A similar agreement between the Polytechnic University of the Philippines (PUP) and the DND that was signed in 1990 is also being advocated for termination by Duterte Youth Representative Ducielle Cardema.

=== Reactions and responses ===
President Rodrigo Duterte supported the DND's decision to abrogate the agreement according to a statement by Presidential Spokesperson Harry Roque. In an interview with CNN Philippines, Roque, a former UP law professor and human rights lawyer, replied to a tweet from UP professor Danilo Arao that questions his honor and excellence, by saying that he already asked the defense secretary and the UP president to settle down. When asked about his personal opinion about the decision, he said, "there's really no such thing when you are a presidential spokesperson."

Vice President Leni Robredo, on the other hand, denounced the decision and said that the decision was meant to silence the critics of the administration. On January 20, Senators Joel Villanueva, Sonny Angara, Nancy Binay, and Grace Poe filed a bill in the Senate to institutionalize the accord into Republic Act No. 9005, or the University of the Philippines Charter of 2008. Several lawmakers from both branches of Congress have also expressed their concerns and disagreements with the DND's decision.

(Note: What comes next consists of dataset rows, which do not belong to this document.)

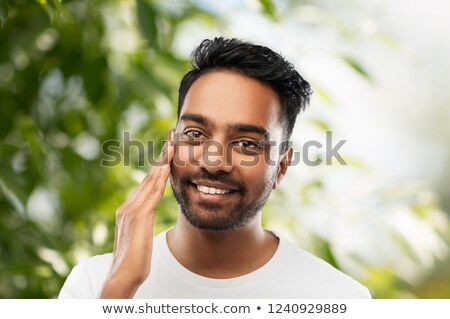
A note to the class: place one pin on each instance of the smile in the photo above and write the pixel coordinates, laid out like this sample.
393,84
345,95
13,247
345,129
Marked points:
212,190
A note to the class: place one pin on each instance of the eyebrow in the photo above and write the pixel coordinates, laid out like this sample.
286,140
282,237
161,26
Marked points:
238,127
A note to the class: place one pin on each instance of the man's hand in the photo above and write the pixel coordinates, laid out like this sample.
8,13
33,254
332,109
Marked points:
133,242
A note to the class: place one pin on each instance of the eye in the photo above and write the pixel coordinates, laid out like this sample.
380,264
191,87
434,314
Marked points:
193,134
248,144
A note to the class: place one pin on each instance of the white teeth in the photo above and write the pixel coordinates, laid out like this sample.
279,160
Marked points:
211,190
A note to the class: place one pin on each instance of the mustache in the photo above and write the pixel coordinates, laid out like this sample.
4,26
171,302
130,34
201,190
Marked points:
220,177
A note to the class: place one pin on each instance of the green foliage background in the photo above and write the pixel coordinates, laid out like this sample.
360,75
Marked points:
58,82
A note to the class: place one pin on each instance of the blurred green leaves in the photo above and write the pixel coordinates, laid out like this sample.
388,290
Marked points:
72,76
4,11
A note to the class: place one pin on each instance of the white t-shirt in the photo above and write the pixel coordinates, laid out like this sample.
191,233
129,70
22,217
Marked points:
290,273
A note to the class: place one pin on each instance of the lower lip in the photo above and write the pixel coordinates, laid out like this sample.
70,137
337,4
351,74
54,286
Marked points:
212,197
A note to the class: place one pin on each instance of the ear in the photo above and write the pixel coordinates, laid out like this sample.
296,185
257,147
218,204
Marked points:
283,166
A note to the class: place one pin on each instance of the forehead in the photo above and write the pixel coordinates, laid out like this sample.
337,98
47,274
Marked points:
226,98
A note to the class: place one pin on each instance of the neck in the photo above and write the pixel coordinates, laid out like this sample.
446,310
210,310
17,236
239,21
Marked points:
221,254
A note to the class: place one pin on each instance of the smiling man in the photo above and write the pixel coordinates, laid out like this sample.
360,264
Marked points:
228,151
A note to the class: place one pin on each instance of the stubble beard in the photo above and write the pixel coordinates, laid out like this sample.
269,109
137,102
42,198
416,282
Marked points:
218,217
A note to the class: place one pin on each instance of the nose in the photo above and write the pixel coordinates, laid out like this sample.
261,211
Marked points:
215,157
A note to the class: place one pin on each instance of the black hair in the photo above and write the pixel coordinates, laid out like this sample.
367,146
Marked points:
257,62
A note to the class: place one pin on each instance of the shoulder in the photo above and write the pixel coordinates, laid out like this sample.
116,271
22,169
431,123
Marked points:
324,280
86,279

UP President Danilo Concepcion said that the termination of the agreement was "totally unnecessary and unwarranted" and was made without consulting the UP administration. UP Student Regent Renee Co, meanwhile, called the decision "one of the [government's] worst attempts at destroying the institutional safeguards that UP students have fought to put in their struggle for their democratic rights."

On January 19, the UP held a rally to condemn the termination of the agreement. The hashtag #DefendUP trended on Twitter with some discussion focusing on the Duterte administration, stating that "this is another way of the administration to threaten and silence activists who have opposed President Duterte's several policies, especially on supposed red-tagging activities and on the COVID-19 pandemic response."